Markets can be designed in a way that incentivize investment in locations and technologies that offer the best value to the system as a whole, i.e., are capable of delivering power at times of day and in places when it is particularly needed. Strengthening the network or integrating with neighbouring systems make it possible to aggregate output over a larger area, helping to smooth fluctuations that might occur in individual locations.
Although its use has been limited so far (with the partial exception of pumped storage hydro), utility scale storage offers promise – especially once costs come down – to accommodate supply and demand mismatches.
Another approach is to induce flexibility on the demand side, either by moving consumption in time without affecting the total electricity demand (e.g., shifting the use of a washing machine or the charge of an electric vehicle to a different time period), or by interrupting demand at short notice (e.g., stopping industrial production for a given amount of time) or adjusting the intensity of demand for a certain amount of time (e.g., reducing the thermostat temperature of space heaters or air conditioners to lower electricity demand at that time).
A judicious mix of these solutions can allow for very high shares of variable renewables in power systems, while reducing curtailment to negligible levels below 2.5 per cent of their annual output in 2040. System integration measures provide the essential enabling mechanism for high growth of renewables.
In the end-use sectors, there is a mixture of barriers that impede rapid growth in renewables.
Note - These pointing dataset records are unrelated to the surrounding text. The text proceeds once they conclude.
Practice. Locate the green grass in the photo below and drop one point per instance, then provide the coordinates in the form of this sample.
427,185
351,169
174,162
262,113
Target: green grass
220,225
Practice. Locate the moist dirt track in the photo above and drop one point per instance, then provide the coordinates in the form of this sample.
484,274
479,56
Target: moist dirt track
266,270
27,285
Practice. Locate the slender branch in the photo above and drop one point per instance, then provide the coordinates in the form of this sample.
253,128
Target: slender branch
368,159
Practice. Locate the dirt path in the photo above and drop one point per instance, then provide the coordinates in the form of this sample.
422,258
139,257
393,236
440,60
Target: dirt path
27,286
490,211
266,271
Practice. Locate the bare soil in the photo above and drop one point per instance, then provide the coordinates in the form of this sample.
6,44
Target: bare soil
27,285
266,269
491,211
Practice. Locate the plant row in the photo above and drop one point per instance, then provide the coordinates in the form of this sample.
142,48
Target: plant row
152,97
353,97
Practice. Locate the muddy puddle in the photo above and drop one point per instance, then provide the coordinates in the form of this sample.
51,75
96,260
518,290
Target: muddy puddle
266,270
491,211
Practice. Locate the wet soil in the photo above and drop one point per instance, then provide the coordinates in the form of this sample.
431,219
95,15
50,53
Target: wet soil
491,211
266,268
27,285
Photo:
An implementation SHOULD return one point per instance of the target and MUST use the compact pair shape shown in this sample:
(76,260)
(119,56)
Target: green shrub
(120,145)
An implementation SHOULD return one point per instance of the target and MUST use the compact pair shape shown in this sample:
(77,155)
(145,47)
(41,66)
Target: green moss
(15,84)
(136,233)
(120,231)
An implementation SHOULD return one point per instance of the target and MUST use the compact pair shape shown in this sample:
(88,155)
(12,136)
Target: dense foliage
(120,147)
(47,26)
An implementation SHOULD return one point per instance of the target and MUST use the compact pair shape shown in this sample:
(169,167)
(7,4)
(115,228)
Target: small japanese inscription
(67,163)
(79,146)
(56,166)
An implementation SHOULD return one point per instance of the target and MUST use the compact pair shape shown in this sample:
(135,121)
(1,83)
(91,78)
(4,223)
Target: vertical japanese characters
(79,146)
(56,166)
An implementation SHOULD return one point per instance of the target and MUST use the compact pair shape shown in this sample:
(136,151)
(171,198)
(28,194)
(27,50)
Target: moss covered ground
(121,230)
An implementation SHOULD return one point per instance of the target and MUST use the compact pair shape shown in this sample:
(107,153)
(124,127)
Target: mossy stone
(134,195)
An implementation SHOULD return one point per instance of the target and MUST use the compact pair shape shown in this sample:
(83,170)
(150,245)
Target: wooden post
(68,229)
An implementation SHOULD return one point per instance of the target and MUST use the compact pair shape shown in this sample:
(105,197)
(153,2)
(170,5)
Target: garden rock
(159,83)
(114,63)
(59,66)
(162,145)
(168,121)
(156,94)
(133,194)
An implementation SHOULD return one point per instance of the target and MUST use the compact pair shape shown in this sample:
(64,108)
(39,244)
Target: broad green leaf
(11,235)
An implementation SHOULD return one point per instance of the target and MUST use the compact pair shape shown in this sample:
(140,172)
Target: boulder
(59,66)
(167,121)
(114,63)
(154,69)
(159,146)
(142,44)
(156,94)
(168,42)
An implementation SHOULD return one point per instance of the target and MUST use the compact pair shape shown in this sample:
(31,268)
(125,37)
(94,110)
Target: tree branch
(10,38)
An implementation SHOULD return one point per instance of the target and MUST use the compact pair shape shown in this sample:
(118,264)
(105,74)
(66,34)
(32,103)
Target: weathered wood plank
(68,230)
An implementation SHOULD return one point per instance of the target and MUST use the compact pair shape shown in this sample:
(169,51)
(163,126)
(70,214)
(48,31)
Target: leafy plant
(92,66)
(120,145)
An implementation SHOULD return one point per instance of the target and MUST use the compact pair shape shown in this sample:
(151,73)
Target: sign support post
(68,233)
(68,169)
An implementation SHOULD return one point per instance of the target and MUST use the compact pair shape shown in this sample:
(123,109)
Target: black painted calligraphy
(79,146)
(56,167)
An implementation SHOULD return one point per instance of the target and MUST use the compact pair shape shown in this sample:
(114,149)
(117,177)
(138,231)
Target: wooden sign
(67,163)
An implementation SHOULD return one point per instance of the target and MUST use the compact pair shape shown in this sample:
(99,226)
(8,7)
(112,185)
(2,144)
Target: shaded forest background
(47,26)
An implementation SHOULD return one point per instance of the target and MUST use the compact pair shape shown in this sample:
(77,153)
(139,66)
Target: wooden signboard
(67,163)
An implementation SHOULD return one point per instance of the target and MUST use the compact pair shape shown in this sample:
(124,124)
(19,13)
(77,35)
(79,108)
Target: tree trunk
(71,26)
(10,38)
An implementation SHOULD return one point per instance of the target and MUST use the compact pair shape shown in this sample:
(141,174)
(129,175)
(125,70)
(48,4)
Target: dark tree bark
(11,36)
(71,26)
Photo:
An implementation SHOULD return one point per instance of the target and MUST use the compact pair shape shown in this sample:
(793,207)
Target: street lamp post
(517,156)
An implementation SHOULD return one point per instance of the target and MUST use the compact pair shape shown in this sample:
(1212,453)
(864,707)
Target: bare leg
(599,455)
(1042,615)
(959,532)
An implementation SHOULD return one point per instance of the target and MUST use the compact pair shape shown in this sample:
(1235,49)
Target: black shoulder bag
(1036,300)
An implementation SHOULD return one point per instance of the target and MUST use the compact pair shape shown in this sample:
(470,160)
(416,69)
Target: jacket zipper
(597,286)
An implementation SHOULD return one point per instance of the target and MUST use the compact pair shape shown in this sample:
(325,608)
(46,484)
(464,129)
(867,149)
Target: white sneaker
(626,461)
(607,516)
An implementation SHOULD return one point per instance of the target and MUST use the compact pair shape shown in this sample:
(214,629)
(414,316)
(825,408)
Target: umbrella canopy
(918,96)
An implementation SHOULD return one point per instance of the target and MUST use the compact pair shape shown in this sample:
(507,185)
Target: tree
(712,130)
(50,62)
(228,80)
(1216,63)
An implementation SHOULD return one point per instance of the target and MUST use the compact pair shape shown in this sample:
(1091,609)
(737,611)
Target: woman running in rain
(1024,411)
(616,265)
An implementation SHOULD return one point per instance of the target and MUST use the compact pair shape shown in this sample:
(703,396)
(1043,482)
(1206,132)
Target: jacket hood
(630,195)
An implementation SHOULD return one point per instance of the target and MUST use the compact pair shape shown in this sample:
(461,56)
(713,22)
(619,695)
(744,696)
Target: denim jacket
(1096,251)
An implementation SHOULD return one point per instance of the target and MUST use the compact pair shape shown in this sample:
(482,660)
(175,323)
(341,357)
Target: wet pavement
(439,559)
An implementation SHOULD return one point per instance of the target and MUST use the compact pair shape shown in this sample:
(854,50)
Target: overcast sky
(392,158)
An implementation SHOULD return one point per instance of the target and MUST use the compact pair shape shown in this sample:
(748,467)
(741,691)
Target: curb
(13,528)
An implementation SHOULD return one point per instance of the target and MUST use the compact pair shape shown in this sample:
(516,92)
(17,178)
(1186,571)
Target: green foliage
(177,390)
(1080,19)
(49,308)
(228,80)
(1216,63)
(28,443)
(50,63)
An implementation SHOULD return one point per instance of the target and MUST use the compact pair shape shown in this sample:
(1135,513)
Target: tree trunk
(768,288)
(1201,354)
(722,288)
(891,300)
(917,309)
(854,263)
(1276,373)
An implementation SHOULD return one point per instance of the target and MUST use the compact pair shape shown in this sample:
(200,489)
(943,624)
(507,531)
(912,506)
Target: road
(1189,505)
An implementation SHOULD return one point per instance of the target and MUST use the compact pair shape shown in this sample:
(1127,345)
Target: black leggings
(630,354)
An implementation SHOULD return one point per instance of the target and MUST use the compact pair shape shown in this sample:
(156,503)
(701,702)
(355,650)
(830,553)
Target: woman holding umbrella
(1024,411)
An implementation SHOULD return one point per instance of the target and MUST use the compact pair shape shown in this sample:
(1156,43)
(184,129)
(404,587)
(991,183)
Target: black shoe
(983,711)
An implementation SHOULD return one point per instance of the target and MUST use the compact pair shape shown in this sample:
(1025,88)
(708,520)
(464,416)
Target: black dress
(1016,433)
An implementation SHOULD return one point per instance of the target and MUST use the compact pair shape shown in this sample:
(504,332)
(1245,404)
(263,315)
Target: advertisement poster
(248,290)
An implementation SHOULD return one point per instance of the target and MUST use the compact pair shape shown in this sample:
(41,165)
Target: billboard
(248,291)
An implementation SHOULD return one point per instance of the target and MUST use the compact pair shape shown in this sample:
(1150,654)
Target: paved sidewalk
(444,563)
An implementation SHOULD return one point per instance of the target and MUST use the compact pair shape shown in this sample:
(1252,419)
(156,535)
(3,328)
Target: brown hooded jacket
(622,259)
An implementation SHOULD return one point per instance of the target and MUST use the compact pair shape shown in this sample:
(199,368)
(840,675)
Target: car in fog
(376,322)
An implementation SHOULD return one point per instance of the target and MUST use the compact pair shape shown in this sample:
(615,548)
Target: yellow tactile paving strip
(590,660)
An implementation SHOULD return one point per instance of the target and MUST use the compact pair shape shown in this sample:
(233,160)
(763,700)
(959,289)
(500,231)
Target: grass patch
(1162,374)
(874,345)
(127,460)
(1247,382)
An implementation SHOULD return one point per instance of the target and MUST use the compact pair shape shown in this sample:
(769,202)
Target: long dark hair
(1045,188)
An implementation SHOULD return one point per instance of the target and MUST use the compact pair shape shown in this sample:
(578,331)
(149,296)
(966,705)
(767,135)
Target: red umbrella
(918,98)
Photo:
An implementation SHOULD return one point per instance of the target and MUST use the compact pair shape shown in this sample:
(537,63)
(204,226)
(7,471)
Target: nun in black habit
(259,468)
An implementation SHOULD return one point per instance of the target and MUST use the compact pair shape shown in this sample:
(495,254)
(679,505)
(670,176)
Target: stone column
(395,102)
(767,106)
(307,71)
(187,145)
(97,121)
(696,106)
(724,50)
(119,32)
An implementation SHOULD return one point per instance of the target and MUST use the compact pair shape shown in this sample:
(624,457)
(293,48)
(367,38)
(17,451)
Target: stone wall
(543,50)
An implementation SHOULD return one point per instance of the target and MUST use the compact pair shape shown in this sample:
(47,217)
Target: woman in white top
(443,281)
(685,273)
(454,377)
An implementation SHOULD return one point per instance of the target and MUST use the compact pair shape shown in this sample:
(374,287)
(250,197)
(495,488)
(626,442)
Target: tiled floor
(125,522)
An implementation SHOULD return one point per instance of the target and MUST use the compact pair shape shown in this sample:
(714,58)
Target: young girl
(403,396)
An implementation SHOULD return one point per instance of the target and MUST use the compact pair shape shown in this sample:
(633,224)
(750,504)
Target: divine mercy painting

Technological progress has been much less rapid than in the case of wind or solar PV power, not least because policies that can help renewable heat technologies achieve full commerciality are much less widespread than those supporting renewables-based electricity.
Not all sources of renewables for heat offer the range of heating temperatures demanded, especially in industry. But there is still scope for further penetration of solar thermal heating for use in the residential or services sectors or in low-temperature applications, such as textiles and food processing.
Bioenergy offers a wider range of heating temperatures, although logistics and supply chain problems could emerge as a constraint on large-volume consumption. Research and development is still essential to bring down costs and to open up new areas for growth, for example solar thermal heating for medium-temperature industrial applications, or renewables-based cooling systems for buildings and industry.